Month: 2025-07 — This month focused on strengthening TensorFlow's GPU path in the XLA backend for performance and reliability. Key feature deliverables include GPU compute path performance optimizations: extended WhileLoopAllReduceCodeMotion with a new pattern (DUS) and support for pre-padded scales in the block scaled dot custom call, improving throughput and reducing runtime overhead. Major bug fixes centered on GPU stability and correctness: explicitly configured shared memory for CUDA kernels to avoid driver regressions, and sanitizer-friendly annotations for cuBLAS/cuDNN outputs to prevent initcheck false positives, increasing robustness across CUDA backends. Overall impact: improved GPU compute reliability and performance for TF workloads, enabling more predictable model training and inference on GPU clusters. Technologies demonstrated: XLA:GPU, CUDA, cuBLAS/cuDNN, advanced code motion patterns, kernel memory configuration, sanitizer-aware development, and cross-PR collaboration.
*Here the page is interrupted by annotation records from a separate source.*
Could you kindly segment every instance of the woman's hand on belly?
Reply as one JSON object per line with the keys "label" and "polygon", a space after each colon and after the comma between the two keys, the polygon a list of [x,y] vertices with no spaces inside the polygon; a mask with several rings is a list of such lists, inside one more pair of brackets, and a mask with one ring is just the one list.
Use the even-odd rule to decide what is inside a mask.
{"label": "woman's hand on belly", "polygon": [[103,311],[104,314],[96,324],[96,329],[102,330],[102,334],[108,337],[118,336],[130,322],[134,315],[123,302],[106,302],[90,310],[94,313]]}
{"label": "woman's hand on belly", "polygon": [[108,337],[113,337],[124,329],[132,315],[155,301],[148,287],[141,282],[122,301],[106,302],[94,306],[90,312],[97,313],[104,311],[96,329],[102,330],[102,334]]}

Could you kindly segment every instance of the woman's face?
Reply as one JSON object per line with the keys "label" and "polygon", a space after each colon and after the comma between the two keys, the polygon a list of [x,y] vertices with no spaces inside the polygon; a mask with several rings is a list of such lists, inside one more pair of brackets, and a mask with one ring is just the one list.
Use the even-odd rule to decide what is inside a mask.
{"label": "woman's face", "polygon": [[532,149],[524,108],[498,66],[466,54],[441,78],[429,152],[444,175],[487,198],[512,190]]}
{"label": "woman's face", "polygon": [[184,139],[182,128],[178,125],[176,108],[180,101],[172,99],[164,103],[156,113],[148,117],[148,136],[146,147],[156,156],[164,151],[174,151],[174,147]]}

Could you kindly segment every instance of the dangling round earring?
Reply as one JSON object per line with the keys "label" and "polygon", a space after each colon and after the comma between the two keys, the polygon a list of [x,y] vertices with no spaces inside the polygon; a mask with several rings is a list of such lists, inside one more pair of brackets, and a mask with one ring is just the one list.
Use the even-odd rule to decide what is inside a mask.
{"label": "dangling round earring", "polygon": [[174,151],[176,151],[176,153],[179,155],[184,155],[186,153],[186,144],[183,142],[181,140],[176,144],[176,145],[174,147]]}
May 2025 monthly summary focusing on key accomplishments in NVIDIA Blackwell GPU architecture support and HLO evaluator optimization barrier across ROCm/xla, openxla/xla, and ROCm/tensorflow-upstream. Highlights include delivering SM103a/SM121a support compatible with CUDA 12.9 and PTX 8.8, implementing an HLO evaluator handler to propagate the operand's evaluated literal for optimization barriers, and adding tests to verify correctness. These changes expand hardware coverage, improve correctness in GPU backends, and lay the groundwork for performance improvements on new NVIDIA devices.

April 2025 (ROCm/xla): Delivered a focused build tooling improvement by fixing a SyntaxWarning in Crosstool wrapper scripts. Converting invalid escape sequences in regex to raw strings eliminates the warning without changing runtime behavior. Commit 70b3f2b5dbe65fb70ddfb77104a33206c7520474 (PR #23493) closed the issue. Impact includes cleaner build outputs, reduced CI noise, and faster debugging, contributing to more reliable release pipelines. Demonstrated skills in Python scripting, build tooling, and PR-driven change management.

In March 2025, ROCm/xla delivered a new memory-safety enhancement for the XLA/GPU backend on Blackwell GPUs. A tensor memory usage warning now checks if the requested tensor memory exceeds available GPU memory and returns a resource exhausted error when necessary, improving reliability in memory-constrained runs. The change also improves error reporting and guidance for high memory usage scenarios, reducing ambiguity and support overhead in memory-related issues. This work is linked to PR #23551 and the commit 584f911c3109c4ce9695d7973b530b60e133da0c.

February 2025 focused on expanding GPU-accelerated capabilities and tightening reliability for ROCm/xla with broader hardware coverage and improved testing fidelity. Delivered cuDNN kernel support for block_scaled_dot on Blackwell and NVFP4 MXFP8, enhanced graph lowering, fixed VLOG-related use-after-move issues in the cuDNN FMHA graph builder, and aligned GPU test backends to official NVIDIA naming while addressing RTX50xx compatibility and MMA version selection for sparse dot lowering.

Month: 2025-01 — Focused on expanding NVIDIA NVPTX backend support and tightening CUDA version handling in espressif/llvm-project. Delivered business value through broader hardware compatibility, reduced build-time errors, and improved correctness of version detection. Key activities included enhancements to the NVPTX backend to support PTX 8.6 and CUDA 12.x (12.7–12.9) enabling Blackwell-specific instructions, and correcting CUDA version handling by removing incorrect defines and updating the version mappings.

December 2024 – ROCm/xla: Key feature delivered to expand numeric capabilities in XLA. Delivered two new floating-point types, F4E2M1FN and F8E8M0FNU, with type definitions, conversion helpers, and tests. This work was implemented in PR #19096 (commit 2533c35067b7806aef1f08eb0bd16391a568344d). The changes improve precision and numeric range for ML workloads and position XLA to better support diverse hardware.